Beware if you are calorie conscious for the kitchens burst open at midday for bar lunches and ride roughshod over diets through delicious cream teas and if you still have the stamina, so do they, as they prepare your evening meal. An extensive menu supplemented by the daily specials board caters for all, from the now famous 'Warreners Pie', a rabbit feast made to the Inn's own recipe, to a home-made Vegetable Mornay, to a real man's Steak and Ale pie made with Bishop's Tipple, to Deep Fried Potato Shells with fillings to kill for. The traditionalists can enjoy pasties, locally made jumbo sausages, excellent gammon or a variety of Ploughman's.
The wide selection of evening starters trip gently into a choice of prime steaks - T-bones, sirloins and fillets all grilled to your personal satisfaction. Or perhaps you would enjoy grilled Scottish Salmon Steak with Watercress Sauce or a creamy Vegetable Kiev or what about a choice cut local Lamb Steak - the menu goes on and on. Just when you thought you were safe the sweets arrive. Home made Apple Pies, Treacle Tarts, Banana Yoghurt Cheesecake, Luxury Ice-creams and Sorbets all served with generous lashings of............wait for it............Devonshire Clotted Cream.
Perhaps a salty ghost story to finish your evening off. 'Twas a snow laden stormy night when a weary traveller took refuge at the Inn. Prior to retiring for the night curiosity overcame him and he found the contents of a large chest, residing in the corner of his room, to be that of a dead man. The corpse slept quiet - he did not.

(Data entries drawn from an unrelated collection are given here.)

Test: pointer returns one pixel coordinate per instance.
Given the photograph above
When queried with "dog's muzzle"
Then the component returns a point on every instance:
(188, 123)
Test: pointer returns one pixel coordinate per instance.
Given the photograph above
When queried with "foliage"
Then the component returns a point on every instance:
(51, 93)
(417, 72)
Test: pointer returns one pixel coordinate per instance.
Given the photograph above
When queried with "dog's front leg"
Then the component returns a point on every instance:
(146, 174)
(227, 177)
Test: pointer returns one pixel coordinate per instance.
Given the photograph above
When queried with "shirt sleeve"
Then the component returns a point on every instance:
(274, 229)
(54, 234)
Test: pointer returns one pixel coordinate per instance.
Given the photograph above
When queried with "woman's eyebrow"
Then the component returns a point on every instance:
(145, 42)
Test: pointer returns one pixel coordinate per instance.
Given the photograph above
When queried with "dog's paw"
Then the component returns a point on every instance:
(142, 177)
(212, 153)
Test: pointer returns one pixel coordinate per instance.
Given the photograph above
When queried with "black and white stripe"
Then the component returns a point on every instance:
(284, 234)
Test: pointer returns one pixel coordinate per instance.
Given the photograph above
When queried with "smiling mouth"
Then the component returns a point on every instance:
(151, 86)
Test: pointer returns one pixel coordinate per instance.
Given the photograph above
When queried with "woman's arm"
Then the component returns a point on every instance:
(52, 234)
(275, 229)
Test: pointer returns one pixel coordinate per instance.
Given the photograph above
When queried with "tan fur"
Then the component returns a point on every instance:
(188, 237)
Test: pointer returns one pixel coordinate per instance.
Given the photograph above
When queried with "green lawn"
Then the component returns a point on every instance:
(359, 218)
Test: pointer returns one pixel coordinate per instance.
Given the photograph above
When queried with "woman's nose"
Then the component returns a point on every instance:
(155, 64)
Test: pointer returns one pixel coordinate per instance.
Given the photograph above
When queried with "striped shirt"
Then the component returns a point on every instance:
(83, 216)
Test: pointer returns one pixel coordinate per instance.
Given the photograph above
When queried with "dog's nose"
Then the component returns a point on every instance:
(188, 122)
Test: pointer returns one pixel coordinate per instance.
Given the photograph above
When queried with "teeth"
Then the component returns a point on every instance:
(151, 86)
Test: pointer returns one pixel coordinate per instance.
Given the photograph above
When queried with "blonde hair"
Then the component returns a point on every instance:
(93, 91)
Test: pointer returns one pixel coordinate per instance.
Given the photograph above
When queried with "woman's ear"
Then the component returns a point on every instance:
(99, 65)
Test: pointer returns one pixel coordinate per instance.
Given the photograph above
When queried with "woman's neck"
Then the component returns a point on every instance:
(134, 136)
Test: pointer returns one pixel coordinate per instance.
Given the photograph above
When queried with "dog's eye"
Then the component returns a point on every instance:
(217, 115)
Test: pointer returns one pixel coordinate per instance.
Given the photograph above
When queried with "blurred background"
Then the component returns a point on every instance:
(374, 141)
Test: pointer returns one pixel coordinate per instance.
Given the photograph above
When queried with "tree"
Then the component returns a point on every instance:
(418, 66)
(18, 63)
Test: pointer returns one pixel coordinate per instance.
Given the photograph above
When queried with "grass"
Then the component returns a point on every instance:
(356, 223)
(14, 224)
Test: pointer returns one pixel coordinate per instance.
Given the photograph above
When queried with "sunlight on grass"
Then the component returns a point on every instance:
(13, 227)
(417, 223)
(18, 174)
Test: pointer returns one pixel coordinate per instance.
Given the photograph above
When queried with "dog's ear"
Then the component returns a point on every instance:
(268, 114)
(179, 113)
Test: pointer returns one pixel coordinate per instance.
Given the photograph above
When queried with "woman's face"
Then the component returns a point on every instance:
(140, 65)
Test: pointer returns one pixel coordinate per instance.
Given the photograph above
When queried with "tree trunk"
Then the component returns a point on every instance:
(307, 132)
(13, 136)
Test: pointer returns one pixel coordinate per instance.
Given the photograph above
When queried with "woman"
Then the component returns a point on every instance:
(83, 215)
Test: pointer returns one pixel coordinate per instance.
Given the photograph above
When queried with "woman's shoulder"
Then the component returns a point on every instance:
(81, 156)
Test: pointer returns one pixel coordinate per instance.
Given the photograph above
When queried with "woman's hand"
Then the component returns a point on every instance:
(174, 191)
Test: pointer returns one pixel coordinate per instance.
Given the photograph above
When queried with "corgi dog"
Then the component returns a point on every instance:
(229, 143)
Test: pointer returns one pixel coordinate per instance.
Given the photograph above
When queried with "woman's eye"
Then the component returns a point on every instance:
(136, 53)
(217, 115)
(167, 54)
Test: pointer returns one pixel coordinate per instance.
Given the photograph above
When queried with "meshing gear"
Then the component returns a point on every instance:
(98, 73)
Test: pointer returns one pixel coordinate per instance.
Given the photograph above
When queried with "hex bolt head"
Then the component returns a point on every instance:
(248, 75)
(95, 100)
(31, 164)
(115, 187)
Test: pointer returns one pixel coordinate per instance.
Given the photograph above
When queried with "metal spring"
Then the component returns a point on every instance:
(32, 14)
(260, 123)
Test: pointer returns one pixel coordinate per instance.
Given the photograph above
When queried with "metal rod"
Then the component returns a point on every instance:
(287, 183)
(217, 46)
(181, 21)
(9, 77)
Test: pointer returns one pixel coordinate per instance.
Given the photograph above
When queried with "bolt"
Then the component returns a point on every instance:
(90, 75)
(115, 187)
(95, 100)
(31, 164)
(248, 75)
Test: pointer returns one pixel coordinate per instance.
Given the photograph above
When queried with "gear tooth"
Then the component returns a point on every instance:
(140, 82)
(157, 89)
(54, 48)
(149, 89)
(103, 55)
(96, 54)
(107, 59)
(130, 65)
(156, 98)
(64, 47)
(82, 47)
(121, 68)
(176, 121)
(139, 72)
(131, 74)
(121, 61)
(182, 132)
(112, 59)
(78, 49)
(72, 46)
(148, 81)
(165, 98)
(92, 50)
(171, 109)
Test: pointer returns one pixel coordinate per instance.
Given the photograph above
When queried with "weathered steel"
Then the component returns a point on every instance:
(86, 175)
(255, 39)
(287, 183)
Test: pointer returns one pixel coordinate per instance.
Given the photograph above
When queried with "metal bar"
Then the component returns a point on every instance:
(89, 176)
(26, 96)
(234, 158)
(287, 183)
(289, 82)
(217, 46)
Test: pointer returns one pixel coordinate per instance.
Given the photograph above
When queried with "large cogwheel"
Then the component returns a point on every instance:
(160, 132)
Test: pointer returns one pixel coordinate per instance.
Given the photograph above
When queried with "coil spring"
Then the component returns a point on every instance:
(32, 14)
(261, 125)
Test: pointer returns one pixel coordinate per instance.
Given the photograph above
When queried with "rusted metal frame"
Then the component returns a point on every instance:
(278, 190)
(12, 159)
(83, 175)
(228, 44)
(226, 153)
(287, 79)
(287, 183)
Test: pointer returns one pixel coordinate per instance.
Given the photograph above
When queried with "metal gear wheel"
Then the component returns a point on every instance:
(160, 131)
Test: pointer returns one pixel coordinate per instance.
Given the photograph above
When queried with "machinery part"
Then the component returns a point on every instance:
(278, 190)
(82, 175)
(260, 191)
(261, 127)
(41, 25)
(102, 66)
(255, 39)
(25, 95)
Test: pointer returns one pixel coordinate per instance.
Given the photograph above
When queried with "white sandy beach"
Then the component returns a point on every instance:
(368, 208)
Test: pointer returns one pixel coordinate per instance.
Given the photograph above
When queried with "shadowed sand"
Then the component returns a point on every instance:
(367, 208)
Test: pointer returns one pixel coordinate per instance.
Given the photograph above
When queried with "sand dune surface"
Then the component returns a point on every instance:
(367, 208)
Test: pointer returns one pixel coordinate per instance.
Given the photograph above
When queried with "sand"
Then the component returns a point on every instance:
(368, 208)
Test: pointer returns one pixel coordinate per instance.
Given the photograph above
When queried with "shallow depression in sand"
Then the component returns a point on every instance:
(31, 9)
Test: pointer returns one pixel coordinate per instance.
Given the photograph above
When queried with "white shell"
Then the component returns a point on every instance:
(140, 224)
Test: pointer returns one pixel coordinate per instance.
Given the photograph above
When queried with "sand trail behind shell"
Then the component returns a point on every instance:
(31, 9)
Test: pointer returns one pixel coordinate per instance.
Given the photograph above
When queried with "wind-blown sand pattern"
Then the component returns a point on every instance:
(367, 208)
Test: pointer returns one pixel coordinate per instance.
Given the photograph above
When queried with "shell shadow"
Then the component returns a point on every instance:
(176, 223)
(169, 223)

Come morning the now very tired and weary traveller demanded reason from the landlord who mischievously said, ''Why, 'tis only feyther!' 'Twas too much snow to take 'un to the buryin', so mother salted 'un down!''
The truly relaxed atmosphere of a proper moorland inn made the Warren an obvious choice for our Pub of the Month - but that's not all folks!
The Warren House Inn, lies at the very centre of Dartmoor, halfway 'twixt Moretonhampstead and Princetown on the B3212.